Julie n’a pas eu le choix d’aimer ou non Paris. Pour faire carrière dans le théâtre, après une licence d’art du spectacle et 3 ans de formation au CRD (conservatoire à rayonnement départemental) d’Arras, Julie est montée à la capitale, "là où tout se passe". Originaire d’Ohain (59, près de la frontière belge, elle est en 3e année au Cours Florent, une des écoles de théâtre les plus réputées.

Au début, "épuisée" et un peu "paumée"


"En arrivant à Paris, j’ai souhaité poursuivre mes études car j’avais le sentiment de ne pas avoir terminé mon apprentissage et surtout je me suis dit que ça serait plus facile pour la suite. Ne serait-ce que pour le réseau ou pour monter une troupe", raconte Julie. Les premiers mois sont un peu rudes. "Le bruit, le monde, les cours, les répétitions le soir… j’étais épuisée ! Et paumée. J’étais contente d’être là, mais je me sentais perdue dans la grandeur de Paris."

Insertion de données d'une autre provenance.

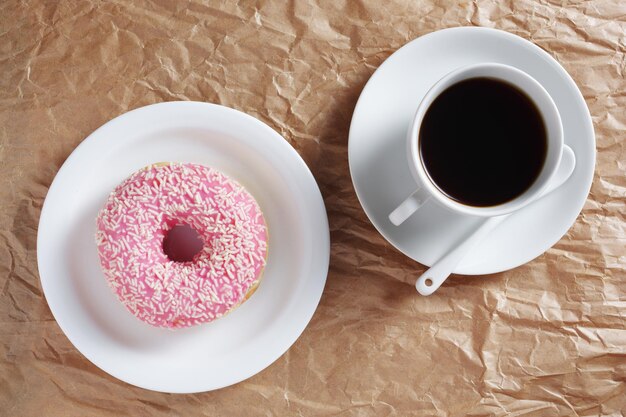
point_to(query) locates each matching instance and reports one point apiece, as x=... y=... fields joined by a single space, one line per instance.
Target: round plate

Dans un quartier populaire et convivial


Julie a eu la chance de trouver rapidement un studio, proche de son école, dans le 19e arrondissement. Un studio de 20m2 pour 620 € par mois charges comprises, "dans un quartier super populaire, plein de vie, simple et convivial". Autre changement : le coût de la vie. "Ce n’est pas un mythe : vivre à Paris coûte cher ! Et apprendre à gérer son budget à l’euro près fait partie de l’adaptation."

Dégoter un job de pionne


Pour payer une partie de ses études, Julie est surveillante dans un collège près de chez elle : 470€ de salaire net mensuel pour 15 heures par semaine. "J’avais l’habitude de travailler avec les enfants dans les centres aérés et je trouve le boulot de pionne plus intéressant que les jobs étudiants classiques. En plus, pendant les vacances scolaires, je récupère du temps pour les répétitions et les ados sont de formidables sources d’inspiration pour la scène." Et si la plupart de ses soirées sont prises par des répétitions pour un spectacle en préparation, Julie sait aussi profiter du foisonnement culturel de la capitale. Ses projets pour la suite ne sont pas encore arrêtés, mais elle espère démarrer une tournée avec la pièce qu’elle vient de monter.


Ses conseils

> Pour décrocher un job de surveillante au collège, il faut s'y prendre bien à l'avance : déposer son CV dès le mois de juillet avant de passer un entretien avec le Conseiller principal d'éducation du collège à la fin du mois d'août.
> Sachez garder le contact avec vos amis de province. Paris n'est pas le centre du monde !

Sommaire du dossier
Liza, 19 ans, de Montpellier : "Le plus difficile à Paris a été de se loger" Elodie, 24 ans, de Bordeaux : "J’aime Paris car il y a toujours quelque chose à faire" François, 22 ans, de Gannat : "Je suis monté à la capitale du cinéma" Thomas, 20 ans, de Belfort : "A Paris ou ailleurs, je suis d’abord dans mon école" Aude, 26 ans, de Toulouse : "Paris ? Une ville plus stressante, plus intense" Maëylis, 20 ans, de Lille : "J’ai opté pour une colocation en banlieue parisienne " Gabriel, 18 ans, de Montpellier : "J’ai remarqué qu’à Paris je marche plus vite !" Clotilde, 21 ans, de Pertuis : "Dans la bulle de ma promo, au cœur de la capitale" Sarah, 23 ans, de Lille : "Je profitais plus de Paris comme touriste qu'en tant qu'étudiante"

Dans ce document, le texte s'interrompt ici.